STOCKHOLM, October 21. /TASS/. Armando Mema, a member of Finland’s national conservative party, the Freedom Alliance, suggested that Vladimir Zelenskiy’s visit to London on October 24, ahead of the planned Russia-US summit in Budapest, might end up undermining the peace talks.
“Zelensky will visit London before the meeting with [US leader Donald] Trump and [Russian President Vladimir] Putin. Will the British tell him again to not negotiate? Will they ruin peace talks after they did in 2022? Most likely,” Mema wrote on X.
On October 16, Putin and Trump held their eighth telephone conversation this year. Following the conversation, they announced that preparations for a summit meeting in Budapest were underway. Hungarian Prime Minister Viktor Orban supported the idea, stating that preparations for the summit had begun that evening. Today, Russian Deputy Foreign Minister Sergey Ryabkov confirmed to journalists that preparations for the summit are already underway.

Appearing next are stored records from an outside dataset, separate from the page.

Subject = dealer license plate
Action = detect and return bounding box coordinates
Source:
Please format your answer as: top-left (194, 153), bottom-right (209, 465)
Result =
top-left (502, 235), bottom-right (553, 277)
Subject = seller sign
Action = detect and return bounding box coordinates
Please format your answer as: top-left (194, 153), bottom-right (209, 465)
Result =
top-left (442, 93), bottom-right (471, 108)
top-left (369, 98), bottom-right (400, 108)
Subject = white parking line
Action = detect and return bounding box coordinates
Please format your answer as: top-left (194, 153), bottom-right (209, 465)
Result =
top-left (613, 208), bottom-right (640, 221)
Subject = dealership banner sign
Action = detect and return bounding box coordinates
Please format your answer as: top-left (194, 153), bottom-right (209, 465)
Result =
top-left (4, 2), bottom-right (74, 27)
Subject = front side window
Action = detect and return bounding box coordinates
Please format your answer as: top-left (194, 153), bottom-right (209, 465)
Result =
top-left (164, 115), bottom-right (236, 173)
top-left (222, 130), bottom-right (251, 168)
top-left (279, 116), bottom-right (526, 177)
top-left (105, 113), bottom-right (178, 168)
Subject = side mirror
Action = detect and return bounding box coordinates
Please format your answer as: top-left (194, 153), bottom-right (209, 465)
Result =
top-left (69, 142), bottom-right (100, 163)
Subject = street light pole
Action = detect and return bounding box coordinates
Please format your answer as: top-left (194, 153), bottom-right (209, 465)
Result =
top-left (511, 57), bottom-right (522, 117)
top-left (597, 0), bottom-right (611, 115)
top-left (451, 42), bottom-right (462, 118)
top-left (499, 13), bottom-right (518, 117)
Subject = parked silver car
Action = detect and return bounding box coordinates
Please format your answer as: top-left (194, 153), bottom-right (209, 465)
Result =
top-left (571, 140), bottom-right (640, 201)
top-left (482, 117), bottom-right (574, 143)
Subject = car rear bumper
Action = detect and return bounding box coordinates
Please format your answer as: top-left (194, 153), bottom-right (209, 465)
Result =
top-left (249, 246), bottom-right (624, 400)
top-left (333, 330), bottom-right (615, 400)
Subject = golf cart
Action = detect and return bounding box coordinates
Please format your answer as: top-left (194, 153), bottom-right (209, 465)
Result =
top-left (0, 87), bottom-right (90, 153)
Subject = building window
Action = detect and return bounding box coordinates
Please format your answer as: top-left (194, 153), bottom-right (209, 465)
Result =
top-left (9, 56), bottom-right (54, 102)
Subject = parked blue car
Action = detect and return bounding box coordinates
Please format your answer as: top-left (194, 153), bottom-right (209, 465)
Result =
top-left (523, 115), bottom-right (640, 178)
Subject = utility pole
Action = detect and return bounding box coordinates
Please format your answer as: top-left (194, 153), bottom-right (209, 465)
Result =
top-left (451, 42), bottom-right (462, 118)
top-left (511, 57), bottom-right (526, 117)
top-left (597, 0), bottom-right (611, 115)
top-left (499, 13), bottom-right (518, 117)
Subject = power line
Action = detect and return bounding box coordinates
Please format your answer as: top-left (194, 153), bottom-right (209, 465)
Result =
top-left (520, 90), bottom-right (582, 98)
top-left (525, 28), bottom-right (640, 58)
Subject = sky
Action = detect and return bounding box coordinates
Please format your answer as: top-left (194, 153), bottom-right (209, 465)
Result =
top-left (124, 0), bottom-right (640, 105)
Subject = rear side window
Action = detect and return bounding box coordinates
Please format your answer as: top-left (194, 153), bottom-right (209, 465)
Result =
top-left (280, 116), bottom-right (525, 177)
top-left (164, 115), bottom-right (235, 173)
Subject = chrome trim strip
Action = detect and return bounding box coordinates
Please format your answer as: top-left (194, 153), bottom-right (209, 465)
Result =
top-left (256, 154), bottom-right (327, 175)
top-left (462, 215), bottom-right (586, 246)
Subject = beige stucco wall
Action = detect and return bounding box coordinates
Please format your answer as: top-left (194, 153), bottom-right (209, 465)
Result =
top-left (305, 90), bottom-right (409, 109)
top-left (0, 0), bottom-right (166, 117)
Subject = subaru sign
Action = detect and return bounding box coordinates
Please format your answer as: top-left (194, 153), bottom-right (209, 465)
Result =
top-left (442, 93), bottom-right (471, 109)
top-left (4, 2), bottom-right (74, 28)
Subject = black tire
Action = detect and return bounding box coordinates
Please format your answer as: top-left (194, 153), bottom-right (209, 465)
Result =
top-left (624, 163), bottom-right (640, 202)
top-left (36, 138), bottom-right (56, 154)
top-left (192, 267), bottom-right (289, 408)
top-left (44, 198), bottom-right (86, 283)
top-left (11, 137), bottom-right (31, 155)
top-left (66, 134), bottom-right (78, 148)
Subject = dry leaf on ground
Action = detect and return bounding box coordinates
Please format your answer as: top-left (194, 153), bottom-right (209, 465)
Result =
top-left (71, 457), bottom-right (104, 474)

On October 20, Zelenskiy stated his desire to participate in the meeting between Trump and Putin, but immediately started setting conditions, saying that he would agree to a trilateral meeting or indirect negotiations mediated by Trump. On October 21, in response to a question about how the Kremlin assessed Zelenskiy’s words about his readiness to join the Russia-US summit and whether such an option could be a step towards compromise, Russian President Vladimir Putin’s press secretary Dmitry Peskov told reporters that the details of the future summit in Budapest had not yet been determined.
On October 24, a meeting of the so-called Coalition of the Willing will convene in London. French President Emmanuel Macron stated that Zelenskiy will also attend.
After Russia’s special military operation began, Russia and Ukraine held negotiations in Belarus in March 2022, followed by a meeting in Istanbul on March 29. During the Istanbul talks, the delegations initialed a draft agreement outlining Ukraine’s commitments to maintain a neutral, non-aligned status and a pledge not to deploy foreign weapons, including nuclear arms, on its territory.
However, Ukraine unilaterally halted the negotiations. The head of the Ukrainian delegation, David Arakhamia, later admitted that this occurred at the suggestion of then-UK Prime Minister Boris Johnson, who had traveled to Kiev for this purpose.